A las cuatro en punto, avistaron la puerta de la empresa Parnell Traiteur. Shirley aparcó en el vado, impidiendo la entrada y salida de vehículos.

—Quédate en el coche y muévelo si molesta, ¿vale? Yo voy a hacer la entrega.

Joséphine asintió. Se colocó en el asiento del conductor y contempló a Shirley hacer juegos malabares con las cajas de pasteles. Las colocaba con el hombro, las apilaba bajo el mentón, las sostenía con los brazos y avanzaba a grandes zancadas. De espaldas parecía un auténtico hombre. Llevaba un peto de trabajo y una chaqueta gruesa. Pero sólo tenía que darse la vuelta para convertirse en Urna Thurman o Ingrid Bergman, una de esas rubias altas, cuadradas, la sonrisa franca, la piel clara y los ojos rasgados como los de un gato.

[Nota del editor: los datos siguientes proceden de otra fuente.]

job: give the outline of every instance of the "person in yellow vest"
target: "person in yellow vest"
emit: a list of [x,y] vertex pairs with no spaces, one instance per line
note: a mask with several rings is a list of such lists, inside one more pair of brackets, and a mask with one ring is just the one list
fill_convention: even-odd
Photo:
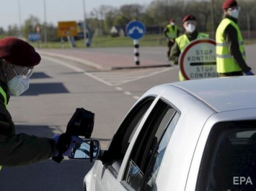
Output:
[[[82,141],[78,136],[66,139],[63,134],[47,138],[15,133],[7,110],[10,94],[19,96],[28,89],[34,66],[40,60],[34,47],[20,39],[8,37],[0,40],[0,166],[28,165],[61,153],[69,156],[74,141]],[[21,115],[26,115],[25,109]],[[66,145],[60,144],[60,137]]]
[[169,24],[164,29],[164,34],[167,39],[167,57],[169,60],[169,54],[171,52],[171,49],[175,42],[175,38],[179,37],[180,30],[178,27],[175,24],[175,20],[171,19]]
[[236,0],[226,0],[222,9],[224,17],[216,32],[217,73],[220,77],[252,75],[237,24],[240,7]]
[[[179,57],[184,48],[193,40],[196,39],[208,39],[207,34],[198,32],[196,29],[196,19],[193,15],[187,14],[182,20],[185,34],[175,39],[175,42],[172,47],[170,60],[174,65],[178,65]],[[179,71],[180,81],[183,81],[184,78],[180,70]]]

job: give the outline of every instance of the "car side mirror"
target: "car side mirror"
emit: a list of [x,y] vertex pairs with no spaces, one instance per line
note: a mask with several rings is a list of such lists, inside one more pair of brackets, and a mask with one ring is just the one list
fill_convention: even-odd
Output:
[[92,160],[97,159],[100,152],[100,144],[96,139],[87,139],[82,143],[76,143],[71,154],[69,156],[70,159]]

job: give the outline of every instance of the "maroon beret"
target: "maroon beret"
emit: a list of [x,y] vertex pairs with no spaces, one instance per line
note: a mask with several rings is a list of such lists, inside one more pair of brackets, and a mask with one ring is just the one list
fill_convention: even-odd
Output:
[[41,60],[32,46],[19,38],[11,37],[0,40],[0,57],[12,64],[27,67],[38,65]]
[[191,14],[187,14],[186,15],[183,20],[182,20],[182,23],[185,23],[186,21],[195,21],[195,17]]
[[237,6],[237,2],[236,0],[226,0],[222,5],[222,9],[226,9],[236,6]]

Volvió dando brincos y besó las dos mejillas de Jo.

—¡Pasta! ¡Pasta! ¡Voy a poder salir a flote! Me toca bastante las narices este cliente, pero me paga bien. ¿Vamos a la cafetería y nos premiamos con una cervecita?

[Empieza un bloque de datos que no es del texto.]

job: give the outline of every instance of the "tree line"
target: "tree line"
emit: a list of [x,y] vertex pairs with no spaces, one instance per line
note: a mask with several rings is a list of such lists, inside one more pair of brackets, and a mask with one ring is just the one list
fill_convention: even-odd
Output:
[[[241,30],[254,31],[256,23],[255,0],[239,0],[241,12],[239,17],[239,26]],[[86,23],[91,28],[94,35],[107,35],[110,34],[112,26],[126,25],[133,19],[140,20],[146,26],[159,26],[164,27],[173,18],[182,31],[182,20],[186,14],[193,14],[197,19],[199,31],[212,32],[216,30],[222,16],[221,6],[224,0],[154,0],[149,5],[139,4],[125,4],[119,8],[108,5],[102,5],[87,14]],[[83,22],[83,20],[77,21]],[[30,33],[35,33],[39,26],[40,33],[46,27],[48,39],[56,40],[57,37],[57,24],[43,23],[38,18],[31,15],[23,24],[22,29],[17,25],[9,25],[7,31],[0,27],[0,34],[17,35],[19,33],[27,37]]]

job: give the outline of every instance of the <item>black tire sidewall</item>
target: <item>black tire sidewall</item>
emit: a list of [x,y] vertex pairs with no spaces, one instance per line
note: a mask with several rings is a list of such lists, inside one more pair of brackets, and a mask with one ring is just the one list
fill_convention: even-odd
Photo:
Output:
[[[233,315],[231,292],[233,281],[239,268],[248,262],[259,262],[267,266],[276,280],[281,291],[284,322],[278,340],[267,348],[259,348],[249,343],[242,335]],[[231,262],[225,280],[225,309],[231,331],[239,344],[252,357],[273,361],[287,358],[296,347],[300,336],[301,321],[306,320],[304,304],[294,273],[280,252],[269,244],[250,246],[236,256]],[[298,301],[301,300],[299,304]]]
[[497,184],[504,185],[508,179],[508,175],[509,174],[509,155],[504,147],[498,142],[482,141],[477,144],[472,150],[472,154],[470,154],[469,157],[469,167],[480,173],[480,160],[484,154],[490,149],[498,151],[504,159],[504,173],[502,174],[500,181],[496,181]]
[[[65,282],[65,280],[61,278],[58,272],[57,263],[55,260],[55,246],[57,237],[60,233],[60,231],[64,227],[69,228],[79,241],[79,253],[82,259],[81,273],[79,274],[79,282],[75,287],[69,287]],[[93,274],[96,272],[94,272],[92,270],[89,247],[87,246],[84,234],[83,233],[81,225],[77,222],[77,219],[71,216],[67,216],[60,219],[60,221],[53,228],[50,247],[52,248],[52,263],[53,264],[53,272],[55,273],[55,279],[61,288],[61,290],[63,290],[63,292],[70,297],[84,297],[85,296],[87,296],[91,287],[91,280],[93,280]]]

A la vuelta, mientras se dejaban arrullar por el traqueteo de la furgoneta, y Joséphine pensaba en el esquema de su conferencia, una silueta que cruzaba frente a ella la sacó de sus pensamientos.

—¡Mira! —gritó Jo agarrando a Shirley por la manga—. Allí delante.

Un hombre en parka, con media melena castaña, las manos en los bolsillos, cruzaba sin prisas.

—No puede decirse que sea nervioso. ¿Le conoces?

—¡Es él, el hombre de la biblioteca! Ese… ya sabes… mira qué guapo e indolente.

—Como indolente, sí, es indolente.

—¡Qué presencia! Está aún más guapo que en la biblioteca.

Joséphine se echó hacia atrás en su asiento por miedo a que él la viese. Después, sin poder aguantar, se acercó y pegó la nariz al parabrisas. El chico de la parka se había vuelto y hacía grandes gestos mostrando el semáforo que iba a pasar a verde.